Certainly Israel is a real, concrete place I can stand on, since I did. And you and Lois do all the time. Certainly a lot of ink could be spilled [and has been, along with blood] over the question of Palestinians living on Israeli land or Palestinians living on Palestinian land.

I guess that it is axiomatic that you are not going to have a Palestinian government representing a Palestinian state unless / until that state is established on Palestinian land. Which... umm... was the whole point in Israel withdrawing its settlers from north Gaza? To work toward that, sometime?

Look what happened to that...

So what I get out of this is that the Palestinian people live on land that is owned by / controlled by Israel. Which won it by force of arms in many wars over the last 60 years. Wars, as I recall, which you never started as the aggressor.

The adjective part clears it up for me. Thanks, N, and thanks, Lois.
naatz
Feb. 23rd, 2009 03:45 pm (UTC)
Hey, you brought in emotional baggage into this, not me. :P

Yes, the meaning of "Philistine" in English changed to the worse, but in Biblical Hebrew {modern, too} it was a name for a nation {you can find more about the name "Palestine" in Wikipedia}.

See, but there IS a term of "Palestinian land", just not "Palestine". Israel retreated from some of the Palestinian areas, and they're controlled by the Fatah. It's just that in Hebrew, we call the places "Gaza strip" and "West Bank".

Settlers have been stealing a lot of Arab land in the West Bank. That's not 'winning land', that's theft.

|Meduza|
silverplate88
Feb. 23rd, 2009 06:51 pm (UTC)
Theft? So... ummm... it gets given back at some point?

Stealing under whose law? I thought the country encourages the settlers. Or it did, at one time. Can we remember Sharon?
naatz
Feb. 23rd, 2009 09:53 pm (UTC)
It's legal under no law. The Security office turns a blind eye to them, but it's very, very illegal.

|Meduza|
missingnothing
Feb. 22nd, 2009 08:06 pm (UTC)
Beautiful photographs, Brad. <3

I have never grasped anything that you speak of, but I hope when I do get to travel someday (hopefully soon) I'll be able to understand what you mean (I know what you mean, but I want to feel it).

Such wisdom. ^^
silverplate88
Feb. 23rd, 2009 01:08 pm (UTC)
Thanks, A. !

Lots to look forward to. The time will come when you will just BE here and in peace, and open yourself and take it in with all your senses. You're so good at that!
elvenforever
Feb. 23rd, 2009 05:56 am (UTC)
Time and peace are vital for so many things. Aging wine, for example (although some scientific folk have now found a way to shortcut that as well).

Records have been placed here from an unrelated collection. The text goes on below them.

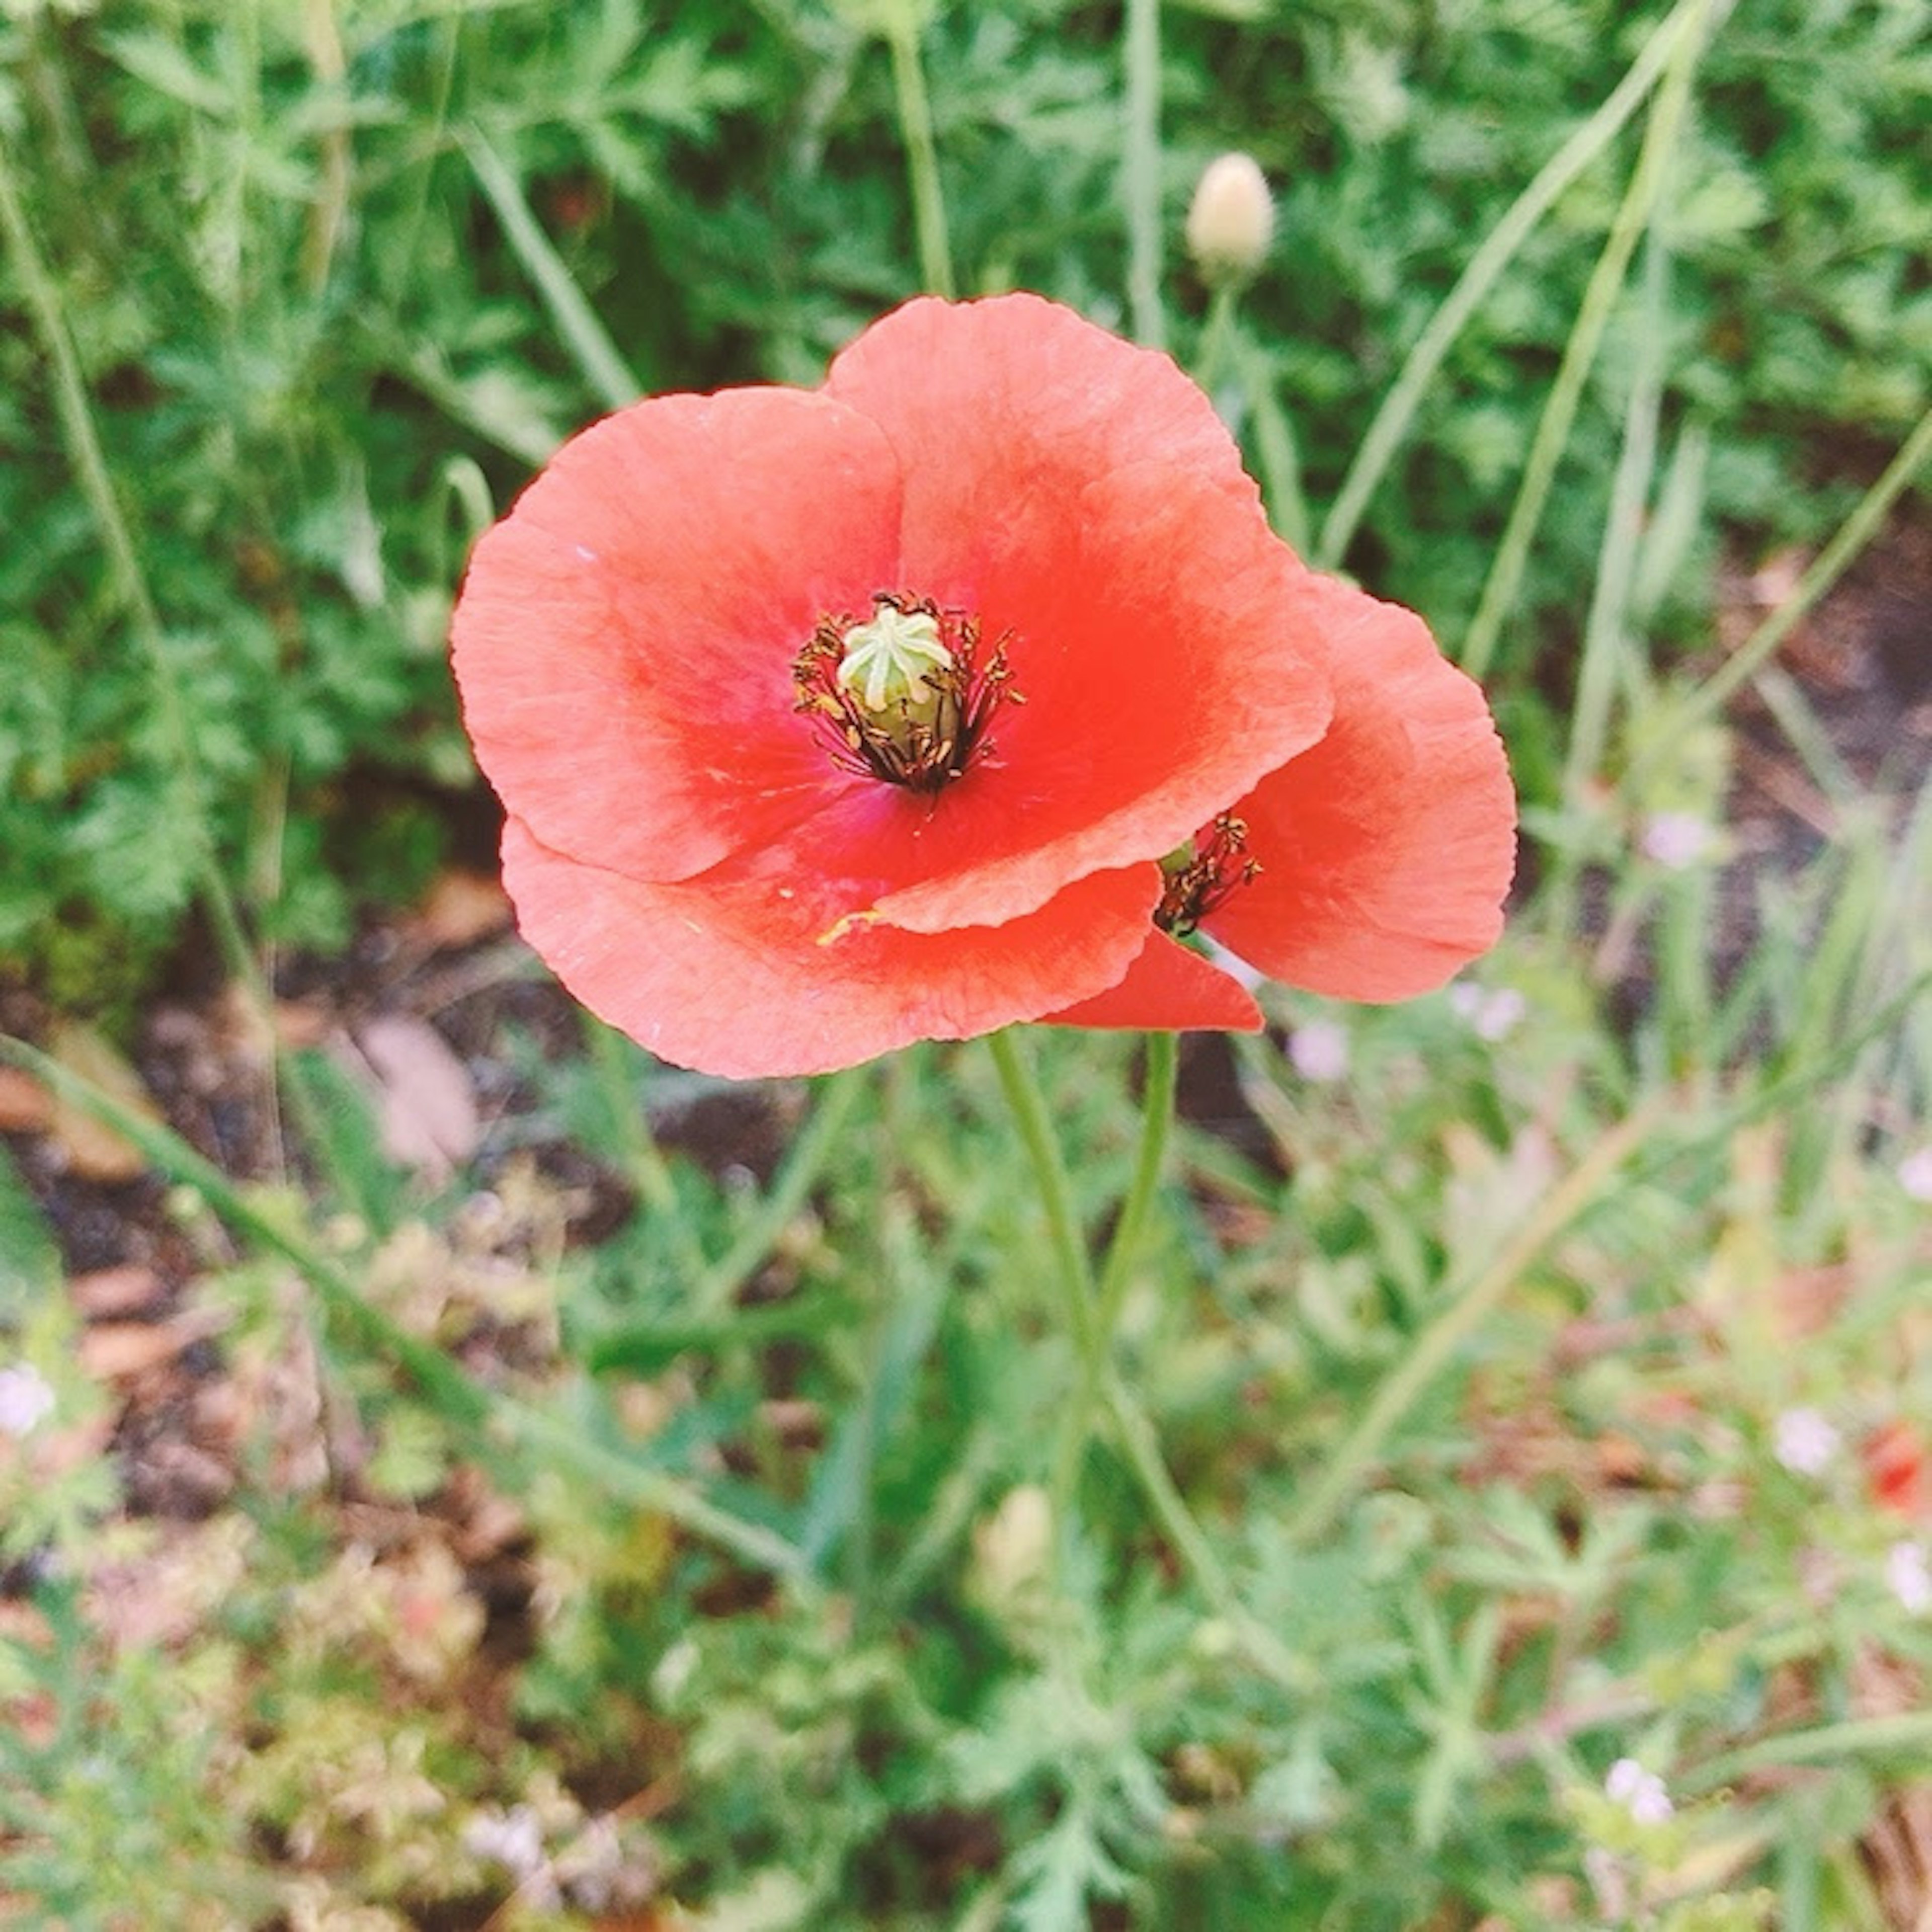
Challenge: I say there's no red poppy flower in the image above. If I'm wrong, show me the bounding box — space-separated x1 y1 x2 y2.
452 295 1514 1079
1866 1420 1928 1519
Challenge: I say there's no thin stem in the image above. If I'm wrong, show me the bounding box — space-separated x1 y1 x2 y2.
1286 1103 1661 1546
884 3 954 298
1238 329 1314 555
1687 1712 1932 1789
1315 0 1712 571
1121 0 1164 348
1051 1031 1178 1518
1623 401 1932 792
692 1066 868 1314
1195 284 1239 395
986 1029 1095 1344
988 1031 1304 1692
1459 0 1719 681
463 125 641 411
583 1014 708 1283
1092 1032 1179 1345
0 133 366 1222
1102 1374 1305 1692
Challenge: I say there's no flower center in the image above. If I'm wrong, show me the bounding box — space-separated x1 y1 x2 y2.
1155 813 1260 936
793 592 1021 793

Once in awhile someone will ask how I feel about not working. I like it. All these years later, I don't identify who I AM with what I DO. Some folks never get the gift of making that vital distinction, and for that I am grateful for many years of disability.

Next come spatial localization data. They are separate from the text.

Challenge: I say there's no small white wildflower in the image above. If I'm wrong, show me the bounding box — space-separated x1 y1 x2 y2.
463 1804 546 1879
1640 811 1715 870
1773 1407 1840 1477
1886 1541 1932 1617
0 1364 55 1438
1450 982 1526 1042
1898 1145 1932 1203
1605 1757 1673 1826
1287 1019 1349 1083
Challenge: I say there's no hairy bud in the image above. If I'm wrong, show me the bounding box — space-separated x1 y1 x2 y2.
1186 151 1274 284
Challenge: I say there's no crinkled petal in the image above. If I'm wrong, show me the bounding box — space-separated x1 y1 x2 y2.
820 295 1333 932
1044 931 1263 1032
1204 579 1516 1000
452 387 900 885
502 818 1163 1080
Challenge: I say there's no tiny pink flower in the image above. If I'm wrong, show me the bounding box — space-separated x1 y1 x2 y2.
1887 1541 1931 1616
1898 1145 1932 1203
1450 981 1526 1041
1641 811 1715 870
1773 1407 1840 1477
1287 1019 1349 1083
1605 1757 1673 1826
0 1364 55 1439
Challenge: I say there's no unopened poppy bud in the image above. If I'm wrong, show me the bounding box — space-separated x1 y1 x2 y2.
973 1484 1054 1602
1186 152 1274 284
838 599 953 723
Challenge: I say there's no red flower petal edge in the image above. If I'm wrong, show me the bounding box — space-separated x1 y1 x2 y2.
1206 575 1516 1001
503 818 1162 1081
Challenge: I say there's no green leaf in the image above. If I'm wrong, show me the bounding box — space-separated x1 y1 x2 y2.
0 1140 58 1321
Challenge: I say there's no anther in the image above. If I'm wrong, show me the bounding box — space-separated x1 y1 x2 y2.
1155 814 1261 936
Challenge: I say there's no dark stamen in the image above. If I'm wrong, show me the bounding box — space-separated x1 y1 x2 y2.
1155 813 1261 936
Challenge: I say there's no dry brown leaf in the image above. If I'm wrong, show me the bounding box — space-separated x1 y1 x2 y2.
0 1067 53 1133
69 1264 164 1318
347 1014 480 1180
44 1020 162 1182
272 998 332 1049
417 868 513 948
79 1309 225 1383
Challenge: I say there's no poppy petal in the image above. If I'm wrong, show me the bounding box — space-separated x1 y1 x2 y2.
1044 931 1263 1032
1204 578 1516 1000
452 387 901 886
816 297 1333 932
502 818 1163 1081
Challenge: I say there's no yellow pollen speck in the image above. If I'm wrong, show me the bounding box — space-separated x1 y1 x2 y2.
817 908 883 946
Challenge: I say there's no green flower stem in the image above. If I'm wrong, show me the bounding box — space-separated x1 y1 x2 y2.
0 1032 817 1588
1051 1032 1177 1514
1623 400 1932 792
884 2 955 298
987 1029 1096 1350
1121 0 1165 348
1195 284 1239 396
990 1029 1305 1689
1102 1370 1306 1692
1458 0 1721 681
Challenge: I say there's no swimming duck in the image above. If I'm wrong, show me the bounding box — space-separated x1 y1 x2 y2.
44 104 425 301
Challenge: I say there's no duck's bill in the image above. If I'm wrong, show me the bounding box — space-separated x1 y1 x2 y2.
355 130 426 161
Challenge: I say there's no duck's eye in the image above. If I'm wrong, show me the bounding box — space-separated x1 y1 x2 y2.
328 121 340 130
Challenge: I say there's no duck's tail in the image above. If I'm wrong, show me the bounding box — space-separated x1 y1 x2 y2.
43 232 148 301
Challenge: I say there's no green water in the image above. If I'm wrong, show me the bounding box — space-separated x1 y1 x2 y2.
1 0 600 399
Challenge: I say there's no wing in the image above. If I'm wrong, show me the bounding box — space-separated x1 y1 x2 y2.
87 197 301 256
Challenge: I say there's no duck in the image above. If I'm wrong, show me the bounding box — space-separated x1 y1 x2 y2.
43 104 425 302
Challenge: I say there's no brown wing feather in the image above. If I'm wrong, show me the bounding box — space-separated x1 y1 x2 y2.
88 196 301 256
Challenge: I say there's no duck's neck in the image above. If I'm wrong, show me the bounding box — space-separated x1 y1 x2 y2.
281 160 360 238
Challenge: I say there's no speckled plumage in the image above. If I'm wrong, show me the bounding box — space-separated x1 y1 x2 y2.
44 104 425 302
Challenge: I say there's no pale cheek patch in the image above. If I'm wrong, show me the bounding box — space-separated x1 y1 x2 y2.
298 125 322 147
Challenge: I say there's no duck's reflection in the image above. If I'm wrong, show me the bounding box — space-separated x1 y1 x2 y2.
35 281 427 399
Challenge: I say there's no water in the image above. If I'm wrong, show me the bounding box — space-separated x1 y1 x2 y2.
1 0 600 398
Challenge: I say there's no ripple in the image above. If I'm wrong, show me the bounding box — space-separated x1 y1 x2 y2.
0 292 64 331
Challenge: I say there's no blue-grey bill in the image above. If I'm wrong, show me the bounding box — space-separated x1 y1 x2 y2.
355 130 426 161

I am glad you stopped somewhere and felt the roots. The roots of the earth, the roots of hundreds of years of precious lives who were born, lived, grew old and died in the places where you now stand. These things are left in the rocks and can be felt in the walls, but you are right; you must stop and listen to hear their voices.

You always seem to bring out the philosopher in me. Unfortunately for my LJ friends, spouting off about philosophy and spiritual things doesn't seem too difficult for me. :)
silverplate88
Feb. 23rd, 2009 01:10 pm (UTC)
Huh? It's not unfortunate for *this* LJ Friend! ;)
elvenforever
Feb. 24th, 2009 12:04 am (UTC)
*smiles* Thank you. I feel bad for writing about it so much; clearly it interests me greatly, but I think it must drive everybody else up the wall!
silverplate88
Feb. 25th, 2009 02:36 pm (UTC)
I don't like walls, especially not to drive up them lol
miafedup
Mar. 8th, 2009 05:34 pm (UTC)
Think of all the people who stood in that room and, just maybe, had the same thoughts you did.

silverplate88
Mar. 9th, 2009 01:00 pm (UTC)
And just maybe decided to start out and fly on their own voyages...

I think we are blessed with lots of kinds of vision to take us far away from our own spaces and times... blessed with those visions and cursed with feeling we have to be so busy we can't possibly stop for a moment to reflect on them.